Fig. 6 Information Flow of the Mental Modeling
Fig. 6 Information Flow of the Mental Model

4.3 Personality and Learning System
The Robot Personality consists of the Sensing Personality and the Expression Personality. The former determines how a stimulus works the mental state. And, the later determines how the robot expresses its emotion. We can easily assign these personalities. Therefore, it's possible to easily obtain a wide variety of the Robot Personalities.
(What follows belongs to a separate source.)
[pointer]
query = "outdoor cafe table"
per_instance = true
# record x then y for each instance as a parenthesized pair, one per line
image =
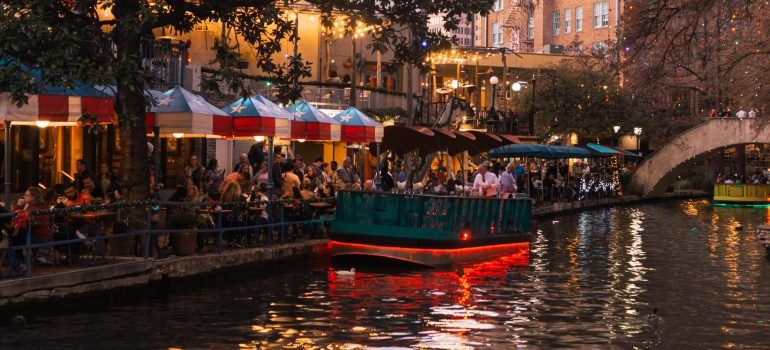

Moreover, we introduced the "Learning System" in order for the robot to learn the experiences and construct its personality based on its experiences dynamically.
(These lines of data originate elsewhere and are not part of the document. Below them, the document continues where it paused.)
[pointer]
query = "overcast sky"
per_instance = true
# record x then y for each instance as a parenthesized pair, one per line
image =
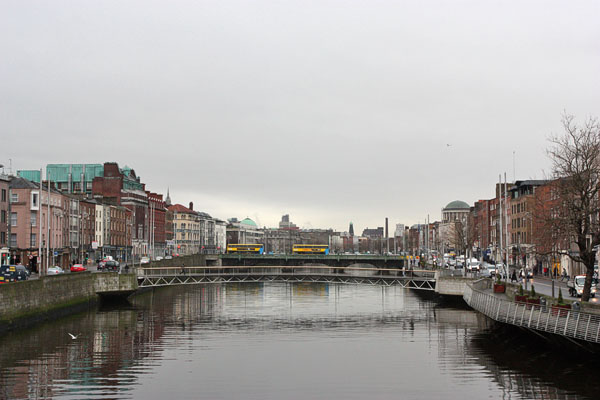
(331, 111)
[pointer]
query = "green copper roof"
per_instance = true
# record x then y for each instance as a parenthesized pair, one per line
(457, 205)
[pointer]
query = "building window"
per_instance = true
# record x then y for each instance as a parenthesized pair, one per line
(35, 200)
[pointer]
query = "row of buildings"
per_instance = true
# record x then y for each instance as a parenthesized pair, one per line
(506, 228)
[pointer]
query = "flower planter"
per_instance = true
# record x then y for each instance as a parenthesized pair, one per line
(520, 299)
(499, 288)
(560, 309)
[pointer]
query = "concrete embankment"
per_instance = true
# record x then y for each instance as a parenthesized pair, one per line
(28, 302)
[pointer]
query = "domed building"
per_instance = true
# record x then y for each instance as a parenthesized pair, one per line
(456, 210)
(245, 231)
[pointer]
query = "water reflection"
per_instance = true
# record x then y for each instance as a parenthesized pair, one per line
(281, 341)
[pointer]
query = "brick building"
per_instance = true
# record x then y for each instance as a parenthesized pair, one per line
(4, 219)
(122, 187)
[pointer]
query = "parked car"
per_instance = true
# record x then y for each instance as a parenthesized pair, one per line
(473, 265)
(488, 270)
(55, 270)
(78, 268)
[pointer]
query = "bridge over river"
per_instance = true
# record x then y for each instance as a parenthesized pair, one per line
(407, 278)
(337, 260)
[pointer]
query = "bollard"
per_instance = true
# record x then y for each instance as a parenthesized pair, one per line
(543, 304)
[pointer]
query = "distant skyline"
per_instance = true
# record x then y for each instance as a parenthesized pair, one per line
(328, 111)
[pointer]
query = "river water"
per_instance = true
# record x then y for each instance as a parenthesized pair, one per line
(284, 341)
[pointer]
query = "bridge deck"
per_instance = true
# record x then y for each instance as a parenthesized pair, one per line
(416, 279)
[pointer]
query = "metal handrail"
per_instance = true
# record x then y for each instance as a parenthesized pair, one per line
(282, 270)
(545, 318)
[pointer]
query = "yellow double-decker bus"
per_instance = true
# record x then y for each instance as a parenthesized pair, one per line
(246, 248)
(310, 249)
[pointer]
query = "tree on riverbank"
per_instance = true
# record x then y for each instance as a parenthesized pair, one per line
(570, 215)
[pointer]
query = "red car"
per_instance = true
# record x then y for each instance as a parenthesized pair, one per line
(77, 268)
4.4 Emotion Vector and Mood Vector
We adopted the 3D mental space, which consists of a pleasantness axis, an activation axis and a certainty axis, shown in Fig. 7. The vector E named the "Emotion Vector" expresses the mental state of WE-4. Furthermore, we newly introduce the "Mood Vector" M that consists of a pleasantness axis and an activation axis.
The pleasantness component of the Mood Vector changes by the current mental state. But, in order to describe the activation component of the Mood Vector, we introduced the internal clock that is a kind of automatic nerve system.

4.5 Equations of Emotion
he Emotion Vector E is described the Equations of Emotion if the robot senses the stimuli. We considered that the mental dynamics which is a transition of a human mental state might be expressed by similar equations to the equation of motion. Therefore, we expanded the equations of emotion into the second order differential equation which modeled on the equation of motion. The robot can express the transient state of the mental state after the robot senses the stimuli from the environment. We can obtain the complex and various mental trajectories.
Finally, we mapped out 7 different emotions in the 3D mental space as in Fig. 8. WE-4 determines the emotion by the Mental Vector passing each region.

Fig. 7 Mental Space
Fig. 7 Mental Space

Fig. 8 Emotional Mapping
Fig. 8 Emotional Mapping

4.6 Need Model
Bilateral interaction is important for natural communication between human and robot. We considered that active behavior of robot was necessary to realize bilateral interaction. Therefore, we introduced the Need Model to the robot mental model. The need state of a robot is described by the matrix N named the "Need Matrix". The "Need Matrix" is described as a first order difference equation. Though the robot need consists of the "Appetite", the "Need for Security" and the "Need for Exploration" in this study, the need matrix is expandable depending on the number of need factors.

(1) Appetite
The appetite is based on the total consumed energy that is described as the sum of the basal metabolism energy and output energy. We considered that metabolism energy was determined by the robot's emotional state, and the output energy of the robot was determined by internal or external stimuli such as the total electric current.

(2) Need for Security
The need for security is a type of the defense behavior. The defense reflex of withdrawal from strong stimuli is the similar reaction.However, the need for security generates the defense behavior for long-term stimuli. When a robot senses dangerous stimuli from the environment for a long period, the robot can withdraw from the dangerous stimuli or express a defense behavior even if the stimuli are too weak to cause the defense reflex. We realized the Need for Security by learning the position and strength of the stimuli when a robot felt stimuli from the environment.

(3) Need for Exploration
When humans and animals encounter a new situation or a new object, they express exploratory behavior out of their curiosity because the need for exploration is high. We realized the need for exploration by learning of the relation between the visual information and target property.

(4) Behavior by Need
The robot can actively generate and express its behavior based on its need in order to satisfy its need. And, the robot with need continues to exhibit the same behavior until the robot satisfies its need as a result of active behavior. We also considered that the need was one of the internal stimuli to the robot. By assigning the Sensing Personality for the need, the need affect the mental state.